David Couper: cop, priest, provocative conversationalist
Madison journalist Rob Zaleski's new book on the former police chief reveals there has always been more to his story.
Madison journalist Rob Zaleski estimates he interviewed more than 5,000 people in his lengthy career writing for newspapers, including more than two decades at The Capital Times.
Three stood out: former Marquette basketball coach Al McGuire; progressive attorney and politico Ed Garvey; and police chief turned priest David Couper.
Accomplished, articulate, opinionated, contrary, unafraid — even a journalist as gifted as Zaleski could only scratch the surface in a newspaper story.
Rob thought about that when he left daily newspapers in 2008 and started considering worthy subjects for a nonfiction book.
McGuire died in 2001. But Garvey was alive, feisty as ever. Zaleski took him to lunch in 2010, and the two agreed to collaborate. Zaleski framed the book as a series of conversations.
But the book wasn’t published until 2019. It almost wasn’t published at all — Zaleski once deleted more than 20 hours of interviews! — an adventure I chronicled when “Ed Garvey Unvarnished” appeared.
The Garvey book sold well — “much better than I thought it would,” Zaleski says — and got him thinking about doing another.
He recalls a conversation with his wife, Cindy, when he said, “Maybe I’ve got one more book in me. But do I know anyone else who has had as fascinating a life, and I found as captivating, as Garvey?”
The answer arrives this week, with the publication of “David Couper Beyond the Badge: Reflections of an Ex-Cop,” a series of lively conversations between Zaleski and the controversial Madison police chief turned Episcopal priest. Zaleski will join me to talk about the book Aug. 23 at Mystery to Me bookstore.
The men’s shared history dates back to 1990, when Capital Times editor Dave Zweifel suggested Zaleski write a profile of Couper, then nearly two decades into his role as Madison police chief (and just a few years away from his surprising decision to leave for the priesthood).
“I was bracing for the worst,” Zaleski says. “I had heard he wasn’t the best interview around.”
Savvy journalist that he was, Zaleski didn’t just spend a half hour asking questions of Couper across a desk. He spent the day with him, a fly on the wall as the chief did his job.
“About halfway through the day,” Zaleski says, “he started opening up.”
Zaleski’s piece touched on Couper’s accomplishments — including bringing minorities and women into the department — as well as the controversies his progressive agenda had triggered.
Couper apparently thought enough of the article that years later, as he was finishing a book about policing titled “Arrested Development,” Couper called Zaleski for editing help. Around the same time, Zaleski, having left the newspaper, was working on his first book, a novel called “Searching for Sal.” He decided to model one of his characters — the Rev. Mitch Crandall — on Couper.

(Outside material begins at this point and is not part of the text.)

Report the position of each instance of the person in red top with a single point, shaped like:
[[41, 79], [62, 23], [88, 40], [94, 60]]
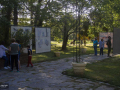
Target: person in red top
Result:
[[29, 56]]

“What’s interesting,” Zaleski says, “is that when the novel came out in 2012, Couper found out that the character of Mitch Crandall was based on him and went out and bought 20 copies for family and friends.”
Still, a candid biography was another matter entirely. But when Zaleski reached out in 2019, Couper was intrigued.
“I told him,” Zaleski says, “that if we did the book, I wanted it understood I was not his friend. I was going to hold his feet to the fire. I wanted to hear about the highs and lows of his life. Couper was very enthusiastic from the beginning. It was still a gamble.”
They had their first (of 19) book interviews in December 2019 at the property near Blue Mound State Park that Couper shared with his third wife, Sabine Lobitz (who died in December 2020). The interviews went well from the start, Zaleski says, though Couper grew more candid and expansive as time went on.
“I would say that going into the interviews about his stormy tenure as Madison police chief,” Zaleski says, “I definitely noticed that he felt comfortable with me and that he could trust me. And at that point I became very excited. I’ll be honest. I’m very proud of this book. I think David Couper has some really profound things to say about the future of policing and the state of our society in general.”
I was surprised numerous times reading an advance copy. I wrote a Madison Magazine cover story on Couper in the 1980s and thought I knew his story. It turns out there’s a lot more to know. He was a Marine, a competitive wrestler, and excels at martial arts. Over the years he made serious mistakes, suffered wrenching personal losses, but persevered. Couper’s thoughts on policing — be it in Madison in the 1970s or the “militarization” he feels has infused police forces since 9/11 — are both sincere and provocative.
“He’s a fascinating individual,” Zaleski says. “I find him inspiring. Every time I would leave a session with him, I’d think of how I admired him and his outlook on life.”